None of the Canucks’ other additions played a significant amount on the penalty kill. We might still see players like Schenn, Dowling, or Di Giuseppe at some point, however.

The good news: Dickinson is a solid penalty killer, about the same as Beagle. That jibes with his reputation as an excellent defensive forward at even-strength. He’s not a beast on the penalty kill, by any means, but he should do well.

One issue, however, is that Dickinson is not particularly strong on faceoffs, with a 46.3% faceoff percentage last season. That dropped to an ugly 29.4% on the penalty kill. For that reason, it may be a good idea to partner him with Miller to take faceoffs, though the extra shorthanded minutes for Miller could prove tiring.

On defence, Ekman-Larsson profiles similarly to Edler or Schmidt, though he allowed a higher rate of unblocked shots against. He can capably play on the penalty kill, though he hasn’t been used as the primary penalty killer for the Arizona Coyotes in several years. Those minutes were typically played by Niklas Hjalmarsson and Alex Goligoski.

From watching Ekman-Larsson play, he does his best work on the penalty kill when he uses his reach and excellent stick to take away lanes and poke pucks away, but he sometimes struggles with net front battles. He’ll likely take over Edler’s minutes as the Canucks are unlikely to use their other top left-side defender, Quinn Hughes, on the penalty kill. 

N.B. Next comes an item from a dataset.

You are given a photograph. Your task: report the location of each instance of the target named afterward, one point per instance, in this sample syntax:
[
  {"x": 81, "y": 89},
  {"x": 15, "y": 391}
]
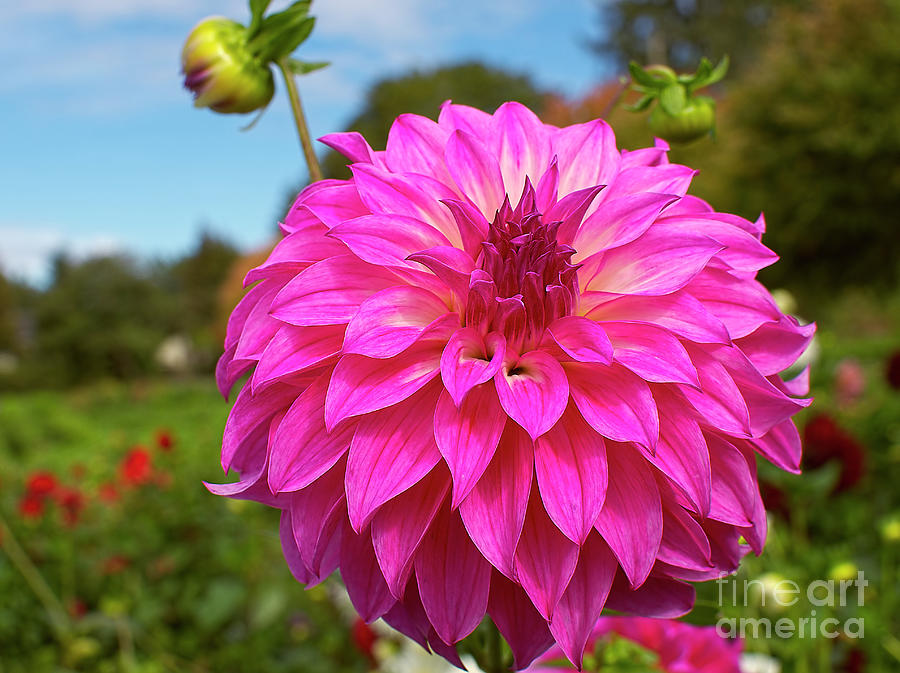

Poolman wasn’t particularly good on the penalty kill last season, giving up a high number of unblocked shot attempts when he was on the ice. He profiles similarly to Hamonic. He wasn’t on the ice for many goals against, but that’s primarily because the Jets’ goaltenders — mainly Connor Hellebuyck — were outstanding behind him. 

Do the Canucks have the personnel to improve the penalty kill?

The troubling statistical profiles of Poolman and Hamonic are concerning, as it means the Canucks don’t really have a good option on the right side behind Myers. Combine that with no real option on the left side behind Ekman-Larsson other than Juolevi, and things look a little shaky when it comes to the defence.

If rookie Jack Rathbone secures a spot on the third pairing ahead of Juolevi, the Canucks will likely be hesitant to use him on the penalty kill. In that case, the Canucks may need to use both Hamonic and Poolman on the penalty kill, with one on their off-side and hope that their performance in the coming season is better than these statistics would indicate.

It would make sense to have Ekman-Larsson play with one of Hamonic or Poolman on one penalty kill pairing — likely the same defenceman he’ll be paired with at even strength, then pair Myers with Hamonic, Poolman, or Juolevi. 

Luke Schenn will also be available on the right side when he’s in the lineup, though he didn’t kill penalties much at all with the Tampa Bay Lightning last season.

Overall, there are some reasons to be worried about the defence on the penalty kill, but things look better when it comes to the forwards. 

Sutter and Motte make sense as one pairing, then Dickinson could play with Highmore or Miller, with Pearson available to fill in. The Canucks might also want to look at rookie Vasily Podkolzin on the penalty kill, as that’s a role he’s been comfortable with in Russia. 

Another option could be Nils Höglander, who killed penalties in Sweden and has the work rate and speed to be effective in that role. If he makes the team or gets called up, William Lockwood should also get a look on the penalty kill, as should Di Giuseppe, who has been an effective defensive player at even strength.

The big question is whether or not the Canucks actually improved. It’s hard to answer that question before seeing them in action, but the defence is the biggest concern. While the departing Edler and Schmidt were not the best on the penalty kill, the Canucks didn't replace them with better penalty killers.

There may also be an adjustment period early in the season as players unfamiliar with each other learn to work together. Hopefully, it all comes together quickly and smoothly — the Canucks will need their special teams to excel if they want to be one of the top teams in the Pacific Division.